When errors occur during batch processing, they are recorded in a separate error file accessible via the error_file_id field. Common error codes include:

Error Code Description Solution
400 Invalid request format Check JSONL syntax and required fields
401 Authentication failed Verify API key
404 Batch not found Check batch ID
429 Rate limit exceeded Reduce request frequency
500 Server error Retry with exponential backoff

Error File Format:

JSON Copy
{"custom_id": "req-1", "error": {"message": "Invalid model specified", "code": "invalid_model"}}
{"custom_id": "req-5", "error": {"message": "Request timeout", "code": "timeout"}}

Batch expiration

Batches that do not complete within the 24-hour window will move to an EXPIRED state. Unfinished requests are cancelled, and completed requests are made available via the output file. You will only be charged for tokens consumed from completed requests. Batches are best effort completion within 24 hours.

Best practices

Optimal Batch Size

  • Aim for 1,000-10,000 requests per batch for best performance
  • Maximum 50,000 requests per batch
  • Keep file size under 100MB

Error Handling

  • Always check the error_file_id for partial failures
  • Implement retry logic for failed requests
  • Use unique custom_id values for easy tracking

Model Selection

  • Choose models based on your quality/cost requirements
  • Smaller models (7B-17B) for simple tasks
  • Larger models (70B+) for complex reasoning

Request Formatting

  • Validate JSON before submission
  • Use consistent schema across requests
  • Include all required fields

Monitoring

  • Poll status endpoint every 30-60 seconds
  • Set up notifications for completion (if available)

FAQ

Q: How long do batches take to complete?
A: Processing time depends on batch size and model complexity. Most batches typically complete within 1-12 hours, but can take up to 24 hours (or only partially complete within 24 hours) depending on inference capacity.
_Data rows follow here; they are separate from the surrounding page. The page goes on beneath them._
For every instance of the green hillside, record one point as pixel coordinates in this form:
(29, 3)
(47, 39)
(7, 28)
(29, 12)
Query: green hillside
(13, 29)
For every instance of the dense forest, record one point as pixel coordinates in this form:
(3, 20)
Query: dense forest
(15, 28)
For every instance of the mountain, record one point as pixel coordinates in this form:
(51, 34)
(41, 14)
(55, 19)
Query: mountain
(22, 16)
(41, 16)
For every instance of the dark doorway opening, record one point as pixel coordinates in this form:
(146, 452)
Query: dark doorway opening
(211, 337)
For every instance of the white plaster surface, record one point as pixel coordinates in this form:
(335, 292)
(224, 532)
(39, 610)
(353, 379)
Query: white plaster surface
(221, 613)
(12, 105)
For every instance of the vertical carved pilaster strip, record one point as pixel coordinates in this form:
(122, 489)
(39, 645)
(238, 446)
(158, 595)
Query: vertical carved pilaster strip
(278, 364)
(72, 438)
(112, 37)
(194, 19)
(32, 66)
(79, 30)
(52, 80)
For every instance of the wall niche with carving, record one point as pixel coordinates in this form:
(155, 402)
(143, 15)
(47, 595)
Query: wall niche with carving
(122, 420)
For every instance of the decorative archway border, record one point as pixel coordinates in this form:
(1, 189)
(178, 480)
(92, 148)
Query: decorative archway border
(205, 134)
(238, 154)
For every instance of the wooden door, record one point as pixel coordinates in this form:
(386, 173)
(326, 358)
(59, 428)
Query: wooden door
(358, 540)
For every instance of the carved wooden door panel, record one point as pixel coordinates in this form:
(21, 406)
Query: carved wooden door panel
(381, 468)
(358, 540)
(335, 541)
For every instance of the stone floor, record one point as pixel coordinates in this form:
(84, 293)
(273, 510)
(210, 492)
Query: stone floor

Q: Can I cancel a running batch?
A: Currently, batches cannot be cancelled once processing begins.

Q: What happens if my batch exceeds the deadline?
A: The batch will be marked as EXPIRED and partial results may be available.

Q: Are results returned in the same order as requests?
A: No, results may be in any order. Use custom_id to match requests with responses.

Q: Can I use the same file for multiple batches?
A: Yes, uploaded files can be reused for multiple batch jobs.